Monday, September 1, 2008

Inflation down in August Interest and exchange rates cause concern



Inflation dipped further in August to 24.9 percent the Central Bank announced last week.

In July the point-to-point change in the Colombo Consumers’ Price Index (CCPI) recorded 26.6 percent.

In January 2008 the inflation rate was 20.8 percent and it peaked in May at 28.2 percent when world food prices and oil prices increased sharply.

The Central Bank always maintained that these prices would ease after July, and as such a decrease in the inflation rate can be seen.

An official of the Census and Statistics Department said that domestic food prices have remained static for the most part while vegetables and rice price increases had declined according to expected seasonal trends with the Yala season and the harvesting of other vegetable crops.

The new index, introduced this year, is based on expenditure survey of the Greater Colombo area in 2002.

The basket of goods that cost Rs.100 then, costs Rs. 206.3 in August 2008 (Rs. 206.4 in July, Rs. 205.9 in June, Rs.198.5 in May, 2008 and Rs. 183.5 in January 2008).

In the new index, food items are given a weight of 46.71 percent, where as in the old index, food items consisted of 68.3 percent of total expenditure based on a survey in 1952 survey.

The weights for the selected goods had been recommended by a technical committee appointed by the Treasury which prompted some analysts to call it a ‘cooked-up’ inflation index.

While the Central Bank continued with its tight monetary policy to curb the expansion of domestic credit resulting in high interest rates, manufacturers are finding it extremely difficult to maintain their competitiveness as working capital costs are high.

While both interest rates and inflation rates erode into margins, the exchange rate does not reflect the trade balance.

The two rates have steadily increased over the past months, while the exchange rate has more or less stagnated.

The export community has accused the Central Bank of controlling the rupee instead of allowing it to depreciate, like it should, according to the trade balance.

Although the trade deficit keeps widening, the Central Bank maintains that other foreign currency inflows (FDIs, grants, worker remittances etc) threaten to appreciate the rupee and that the bank has so far recorded a net-buy of dollars to prevent the extreme appreciation of the rupee.

The Central Bank last month began to use its own securities when it depleted it stock Treasury bills which is generally used to mop up excessive liquidity in the market.

The bank had issued Rs. 8 billion in Central Bank Securities by mid August depending on the foreign exchange inflows will continue doing so.

When foreign currency inflows increase, liquidity of the money market increases correspondingly. The Central Bank then auctions its Treasury bills to mop up the excessive liquidity of the market.

But Sri Lanka is heavily dependent on imports, so while on the long run, a depreciated rupee could improve the country’s export sector, create employment and bring development, on the short run it may spike food prices even further and the poor could suffer immense hardships.

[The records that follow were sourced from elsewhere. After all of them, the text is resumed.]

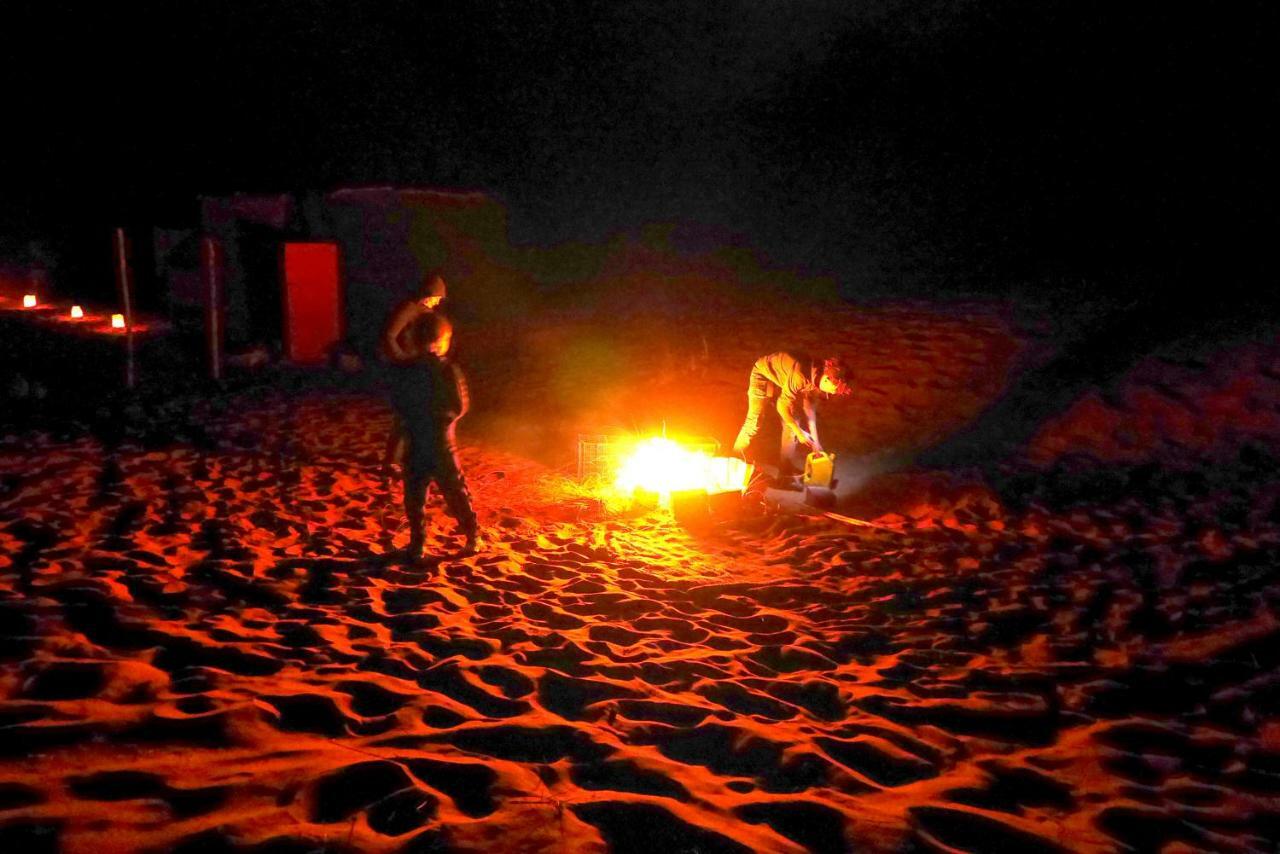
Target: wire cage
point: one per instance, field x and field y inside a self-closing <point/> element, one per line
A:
<point x="599" y="455"/>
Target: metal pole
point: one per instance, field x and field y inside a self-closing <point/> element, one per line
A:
<point x="211" y="259"/>
<point x="122" y="272"/>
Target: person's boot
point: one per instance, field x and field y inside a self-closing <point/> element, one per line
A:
<point x="475" y="543"/>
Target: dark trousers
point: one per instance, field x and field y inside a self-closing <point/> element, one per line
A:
<point x="759" y="393"/>
<point x="433" y="456"/>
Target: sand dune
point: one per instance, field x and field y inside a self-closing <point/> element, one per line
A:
<point x="210" y="645"/>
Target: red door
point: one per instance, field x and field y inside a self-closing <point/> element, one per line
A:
<point x="312" y="322"/>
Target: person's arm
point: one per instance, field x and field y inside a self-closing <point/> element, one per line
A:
<point x="400" y="320"/>
<point x="786" y="402"/>
<point x="462" y="394"/>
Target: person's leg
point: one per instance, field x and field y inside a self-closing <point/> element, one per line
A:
<point x="394" y="451"/>
<point x="453" y="488"/>
<point x="757" y="400"/>
<point x="415" y="496"/>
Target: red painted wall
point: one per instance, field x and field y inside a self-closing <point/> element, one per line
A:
<point x="311" y="301"/>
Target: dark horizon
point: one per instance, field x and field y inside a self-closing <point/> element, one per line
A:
<point x="955" y="145"/>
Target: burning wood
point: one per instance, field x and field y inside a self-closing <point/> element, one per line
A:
<point x="662" y="466"/>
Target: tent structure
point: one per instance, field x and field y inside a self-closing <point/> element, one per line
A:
<point x="312" y="270"/>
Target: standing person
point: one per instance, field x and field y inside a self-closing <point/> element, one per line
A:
<point x="796" y="382"/>
<point x="407" y="327"/>
<point x="429" y="396"/>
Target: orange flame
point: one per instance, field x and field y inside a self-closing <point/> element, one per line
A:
<point x="662" y="466"/>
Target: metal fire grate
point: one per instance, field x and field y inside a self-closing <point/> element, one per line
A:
<point x="600" y="453"/>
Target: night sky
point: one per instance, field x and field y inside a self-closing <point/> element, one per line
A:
<point x="922" y="142"/>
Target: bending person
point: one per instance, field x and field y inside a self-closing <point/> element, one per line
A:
<point x="796" y="382"/>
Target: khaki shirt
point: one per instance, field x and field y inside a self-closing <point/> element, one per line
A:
<point x="794" y="379"/>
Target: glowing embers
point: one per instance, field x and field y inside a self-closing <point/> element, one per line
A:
<point x="662" y="466"/>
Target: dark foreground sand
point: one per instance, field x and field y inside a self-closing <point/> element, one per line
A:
<point x="205" y="647"/>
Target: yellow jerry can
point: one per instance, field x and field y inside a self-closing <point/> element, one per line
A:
<point x="819" y="469"/>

According to Food and Agriculture Organisation (FAO) a record harvest is expected for grains this year, but the high prices will remain.

Quoting the FAO, ADB Country Director Richard Vokes said that the production prospects for cereals was good after rice prices increased by almost 100 percent and wheat by 130 percent between the later stages of 2007 and May 2008.

"The FAO predicts a bumper harvest and although cereals and other commodities have started to ease since April, the high prices will remain and we may not see the former price levels again," he said, addressing the session on Managing the Food Prices Crisis at the first South Asia Economic Summit.

An estimated 40 percent of the world’s poor is homed South Asia and they are more vulnerable to increases in food prices.

"Food constitutes 65 percent of the consumption basket of South Asian households and soaring food prices are pushing many of them into poverty and malnutrition.

"An estimated half a million people are severely affected by the crisis. An ADB study shows that a 10 percent increase in food prices will push some 7 million into poverty in Pakistan," Vokes said.

He called for the need for countries to invest in their agricultural sectors and formulate projects to increase production, develop technologies and manage climatic and disease related risks.

The First South Asia Economic Summit issued a declaration at the end of the sessions and said that food price inflation is a major concern for the region.

It said that countries should expand existing social assistance programmes that directly targeted the poor who most vulnerable to food price hikes.

"These programmes could be expanded by increasing the amount of cash transfers and the number of people receiving low cost grains while still passing the price increase to other domestic consumers who can better afford it, and this is where targeting becomes crucial," the declaration said.

The Summit resolved to monitor and pressurize the SAARC process in implementing strategies to improve regional cooperation, where technology transfers and resources can be shared to increase agrarian productivity, give lagging regions access to markets and where a seed bank could be established for the region, as against a food bank which was proposed in 1988 of which no country gained a grain of salt.